The golf world is all a buzz that the golf season has begun with the start of the PGA tour, the European tour, and the Champions tour (or senior men’s tour). But there is not much talk about the LPGA because the ladies season doesn’t begin for a few more weeks.

In my opinion, I think many golf fans, myself included, don’t pay as much attention to the “official” start of the LPGA (this year begins with the ISPS Handa Women’s Australian Open).  For me, the LPGA starts with the first major, The Kraft Nabisco Championship on March 29.  The other tournaments I pay attention to, at least in terms of marking my calendar, are the other three majors for the women.

It’s not that the women are any less talented than the men but there is less “excitement” in the non-major tournaments.  Actually, the lack of excitement has the same feeling that the PGA tournaments had a few years ago — when Tiger wasn’t playing in many tournaments or playing well; and there were no young guns grabbing anyone’s interest.

The LPGA has suffered since Annika retired and Michelle Wie, who got all the hype as the next “Annika”, could not live up to such unrealistic expectations. There are other great women golfers but the LPGA needs a “big star.”  A “big star” is important to any tour — it’s the Annika and Tiger factor that make the average golf fan turn on the TV or buy a ticket to a tournament.

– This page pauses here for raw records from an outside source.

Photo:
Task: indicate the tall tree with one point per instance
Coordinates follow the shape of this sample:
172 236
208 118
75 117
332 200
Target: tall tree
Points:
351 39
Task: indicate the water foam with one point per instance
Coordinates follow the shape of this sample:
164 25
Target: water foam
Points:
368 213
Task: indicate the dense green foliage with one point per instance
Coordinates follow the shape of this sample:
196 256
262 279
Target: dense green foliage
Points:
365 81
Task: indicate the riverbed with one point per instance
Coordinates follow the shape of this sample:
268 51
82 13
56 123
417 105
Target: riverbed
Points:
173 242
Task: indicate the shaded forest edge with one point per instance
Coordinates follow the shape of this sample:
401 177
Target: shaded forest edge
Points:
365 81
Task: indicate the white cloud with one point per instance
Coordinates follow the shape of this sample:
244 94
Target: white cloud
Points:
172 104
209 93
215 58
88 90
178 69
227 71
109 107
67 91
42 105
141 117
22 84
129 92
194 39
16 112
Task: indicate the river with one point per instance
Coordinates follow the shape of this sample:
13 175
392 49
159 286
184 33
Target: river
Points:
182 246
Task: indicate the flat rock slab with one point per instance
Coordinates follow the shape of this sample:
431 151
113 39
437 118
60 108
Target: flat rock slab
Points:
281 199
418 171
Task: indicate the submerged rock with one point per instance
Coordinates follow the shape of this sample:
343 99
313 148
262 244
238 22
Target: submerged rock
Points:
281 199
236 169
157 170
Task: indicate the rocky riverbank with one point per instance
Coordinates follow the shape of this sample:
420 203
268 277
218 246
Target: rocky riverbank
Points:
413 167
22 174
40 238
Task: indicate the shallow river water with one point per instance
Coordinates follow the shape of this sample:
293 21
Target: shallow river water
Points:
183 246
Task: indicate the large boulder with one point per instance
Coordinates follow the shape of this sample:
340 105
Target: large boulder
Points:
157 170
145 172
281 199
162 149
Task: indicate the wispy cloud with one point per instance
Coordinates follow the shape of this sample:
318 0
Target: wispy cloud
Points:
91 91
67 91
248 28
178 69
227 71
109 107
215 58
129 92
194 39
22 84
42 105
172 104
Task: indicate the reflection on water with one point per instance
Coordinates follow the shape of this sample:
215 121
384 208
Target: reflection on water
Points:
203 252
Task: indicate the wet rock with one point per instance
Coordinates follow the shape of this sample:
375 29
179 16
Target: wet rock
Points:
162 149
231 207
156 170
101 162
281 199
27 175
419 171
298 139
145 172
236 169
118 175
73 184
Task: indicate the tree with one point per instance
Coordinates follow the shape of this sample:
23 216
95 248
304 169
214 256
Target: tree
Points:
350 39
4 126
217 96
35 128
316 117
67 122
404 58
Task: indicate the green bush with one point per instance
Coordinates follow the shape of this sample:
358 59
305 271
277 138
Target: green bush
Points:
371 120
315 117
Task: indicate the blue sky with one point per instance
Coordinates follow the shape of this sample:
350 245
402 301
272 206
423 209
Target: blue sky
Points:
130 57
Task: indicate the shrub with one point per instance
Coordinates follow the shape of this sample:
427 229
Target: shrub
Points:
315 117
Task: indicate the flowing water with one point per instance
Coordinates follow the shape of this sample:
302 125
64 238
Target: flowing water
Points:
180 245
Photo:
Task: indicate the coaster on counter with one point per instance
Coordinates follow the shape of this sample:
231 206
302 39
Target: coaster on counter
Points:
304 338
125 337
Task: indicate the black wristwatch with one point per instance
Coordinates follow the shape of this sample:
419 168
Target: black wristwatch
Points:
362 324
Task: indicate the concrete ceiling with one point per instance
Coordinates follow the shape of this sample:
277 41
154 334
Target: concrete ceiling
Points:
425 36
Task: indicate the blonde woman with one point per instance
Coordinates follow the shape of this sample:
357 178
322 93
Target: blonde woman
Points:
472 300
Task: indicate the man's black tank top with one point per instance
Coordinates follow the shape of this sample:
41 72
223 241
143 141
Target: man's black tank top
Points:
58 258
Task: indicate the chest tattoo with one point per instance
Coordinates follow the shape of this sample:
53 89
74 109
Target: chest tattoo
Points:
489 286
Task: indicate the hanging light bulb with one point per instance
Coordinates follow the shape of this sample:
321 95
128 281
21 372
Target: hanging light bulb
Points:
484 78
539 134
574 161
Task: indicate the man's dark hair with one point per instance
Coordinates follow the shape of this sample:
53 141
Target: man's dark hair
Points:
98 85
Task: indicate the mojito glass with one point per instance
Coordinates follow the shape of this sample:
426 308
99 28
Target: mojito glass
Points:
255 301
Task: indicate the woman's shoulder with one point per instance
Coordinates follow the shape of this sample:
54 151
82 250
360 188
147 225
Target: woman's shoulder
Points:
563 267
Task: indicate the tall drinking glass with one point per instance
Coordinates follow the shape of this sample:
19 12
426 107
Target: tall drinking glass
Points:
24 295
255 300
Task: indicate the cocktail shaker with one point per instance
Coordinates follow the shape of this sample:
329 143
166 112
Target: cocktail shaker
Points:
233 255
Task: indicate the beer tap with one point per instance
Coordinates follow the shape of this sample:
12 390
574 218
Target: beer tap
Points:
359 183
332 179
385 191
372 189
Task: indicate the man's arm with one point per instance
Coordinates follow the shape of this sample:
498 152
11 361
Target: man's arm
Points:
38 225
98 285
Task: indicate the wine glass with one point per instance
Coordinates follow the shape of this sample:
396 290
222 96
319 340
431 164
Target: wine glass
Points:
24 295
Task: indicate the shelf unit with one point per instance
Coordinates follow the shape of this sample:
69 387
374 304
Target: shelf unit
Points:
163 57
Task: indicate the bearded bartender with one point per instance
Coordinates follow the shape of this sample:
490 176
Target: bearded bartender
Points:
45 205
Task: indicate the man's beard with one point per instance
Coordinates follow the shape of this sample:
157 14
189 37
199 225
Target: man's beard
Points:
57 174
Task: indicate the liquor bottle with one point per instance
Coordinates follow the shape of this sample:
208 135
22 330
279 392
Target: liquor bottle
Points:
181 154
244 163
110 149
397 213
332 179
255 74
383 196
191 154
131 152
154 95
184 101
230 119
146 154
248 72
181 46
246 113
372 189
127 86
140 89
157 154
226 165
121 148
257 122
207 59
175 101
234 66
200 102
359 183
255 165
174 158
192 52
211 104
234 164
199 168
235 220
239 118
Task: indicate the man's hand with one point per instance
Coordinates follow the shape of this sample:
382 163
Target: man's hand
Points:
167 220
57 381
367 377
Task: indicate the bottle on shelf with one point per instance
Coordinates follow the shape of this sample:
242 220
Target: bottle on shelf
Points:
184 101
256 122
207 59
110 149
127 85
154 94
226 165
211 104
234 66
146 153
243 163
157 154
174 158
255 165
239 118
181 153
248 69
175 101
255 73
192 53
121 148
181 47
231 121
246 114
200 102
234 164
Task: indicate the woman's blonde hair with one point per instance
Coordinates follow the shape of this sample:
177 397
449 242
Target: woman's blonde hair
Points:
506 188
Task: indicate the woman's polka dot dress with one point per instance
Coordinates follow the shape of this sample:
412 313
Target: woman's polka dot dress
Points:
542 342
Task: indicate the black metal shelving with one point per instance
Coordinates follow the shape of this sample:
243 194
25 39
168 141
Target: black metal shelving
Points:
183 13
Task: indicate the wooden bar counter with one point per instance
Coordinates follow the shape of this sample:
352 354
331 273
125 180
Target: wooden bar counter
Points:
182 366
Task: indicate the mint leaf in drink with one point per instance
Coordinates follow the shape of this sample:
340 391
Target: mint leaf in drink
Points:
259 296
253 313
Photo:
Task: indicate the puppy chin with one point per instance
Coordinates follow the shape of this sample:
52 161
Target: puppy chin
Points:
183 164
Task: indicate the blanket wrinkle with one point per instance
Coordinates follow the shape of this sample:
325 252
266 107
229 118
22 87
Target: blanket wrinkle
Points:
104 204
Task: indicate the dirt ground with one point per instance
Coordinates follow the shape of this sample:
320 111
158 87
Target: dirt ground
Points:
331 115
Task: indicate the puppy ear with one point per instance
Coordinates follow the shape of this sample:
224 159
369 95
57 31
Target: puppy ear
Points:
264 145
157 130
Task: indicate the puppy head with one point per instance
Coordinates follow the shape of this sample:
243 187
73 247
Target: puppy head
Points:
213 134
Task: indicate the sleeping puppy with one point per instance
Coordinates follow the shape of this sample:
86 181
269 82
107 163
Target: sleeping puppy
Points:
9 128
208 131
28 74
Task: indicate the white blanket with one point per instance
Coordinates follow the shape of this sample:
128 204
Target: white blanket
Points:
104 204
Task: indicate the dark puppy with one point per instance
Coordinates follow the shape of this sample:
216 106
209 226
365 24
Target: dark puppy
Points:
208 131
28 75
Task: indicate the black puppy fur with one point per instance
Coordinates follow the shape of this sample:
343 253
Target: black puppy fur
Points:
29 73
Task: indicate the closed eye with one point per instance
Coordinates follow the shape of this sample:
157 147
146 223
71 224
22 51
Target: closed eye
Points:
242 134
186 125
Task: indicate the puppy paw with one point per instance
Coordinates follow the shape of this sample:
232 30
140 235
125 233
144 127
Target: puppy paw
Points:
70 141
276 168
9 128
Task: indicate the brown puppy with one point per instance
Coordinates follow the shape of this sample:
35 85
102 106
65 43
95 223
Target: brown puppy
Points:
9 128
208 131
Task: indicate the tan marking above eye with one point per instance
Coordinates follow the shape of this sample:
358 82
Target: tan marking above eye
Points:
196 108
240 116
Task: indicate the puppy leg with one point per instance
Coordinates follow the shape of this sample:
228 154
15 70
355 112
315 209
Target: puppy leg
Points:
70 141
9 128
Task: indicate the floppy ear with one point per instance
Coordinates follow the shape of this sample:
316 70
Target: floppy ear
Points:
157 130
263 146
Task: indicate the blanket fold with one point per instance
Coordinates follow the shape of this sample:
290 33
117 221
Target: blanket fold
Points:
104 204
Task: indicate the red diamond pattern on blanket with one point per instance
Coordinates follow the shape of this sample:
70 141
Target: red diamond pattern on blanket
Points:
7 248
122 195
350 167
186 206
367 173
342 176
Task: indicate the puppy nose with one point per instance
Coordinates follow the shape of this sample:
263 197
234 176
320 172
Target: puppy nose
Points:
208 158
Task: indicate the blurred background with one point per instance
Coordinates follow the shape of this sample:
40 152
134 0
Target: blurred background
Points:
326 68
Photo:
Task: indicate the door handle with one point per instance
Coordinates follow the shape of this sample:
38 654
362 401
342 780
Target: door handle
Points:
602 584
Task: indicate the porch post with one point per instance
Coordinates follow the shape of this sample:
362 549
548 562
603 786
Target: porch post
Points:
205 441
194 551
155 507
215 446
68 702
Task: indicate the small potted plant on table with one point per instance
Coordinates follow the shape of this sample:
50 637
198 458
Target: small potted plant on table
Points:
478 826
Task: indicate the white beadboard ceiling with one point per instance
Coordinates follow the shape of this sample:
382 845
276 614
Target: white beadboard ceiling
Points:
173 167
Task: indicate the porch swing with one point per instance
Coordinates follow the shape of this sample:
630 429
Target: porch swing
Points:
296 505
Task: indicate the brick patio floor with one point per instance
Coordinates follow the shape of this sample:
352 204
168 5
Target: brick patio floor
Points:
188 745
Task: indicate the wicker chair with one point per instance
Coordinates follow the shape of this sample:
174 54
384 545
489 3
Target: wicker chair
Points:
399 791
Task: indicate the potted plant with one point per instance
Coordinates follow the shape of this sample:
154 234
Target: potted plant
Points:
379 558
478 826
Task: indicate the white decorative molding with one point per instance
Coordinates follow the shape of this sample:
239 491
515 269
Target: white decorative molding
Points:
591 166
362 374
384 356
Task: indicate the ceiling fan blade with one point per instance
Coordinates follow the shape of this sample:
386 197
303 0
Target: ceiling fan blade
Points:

When Tiger announced he would play at the 2012 AT&T Pro Am, ticket sales jumped 35%.

Let’s hope 2012 is the beginning of the turning point for the LPGA because they have some really great talent in Yani Tseng (number one women golfer in the world who many believe could possibly break many of Annika’s records) and now the LPGA has their own young guns getting buzz.  In particular, Lexi Thompson.

Lexi Thompson has been called a “golf prodigy” and the proof was in her play last year when she won the Navistar LPGA Classic at the age of 16 as a non-member of the LPGA. Thompson was the youngest women to win any LPGA event.  After her win she petitioned the LPGA to waive the age requirement (members must be at least 18 years old) to become a member. She was granted full membership.

This just might be the year that I (and many other golf fans) pay attention to more than just the majors for the ladies.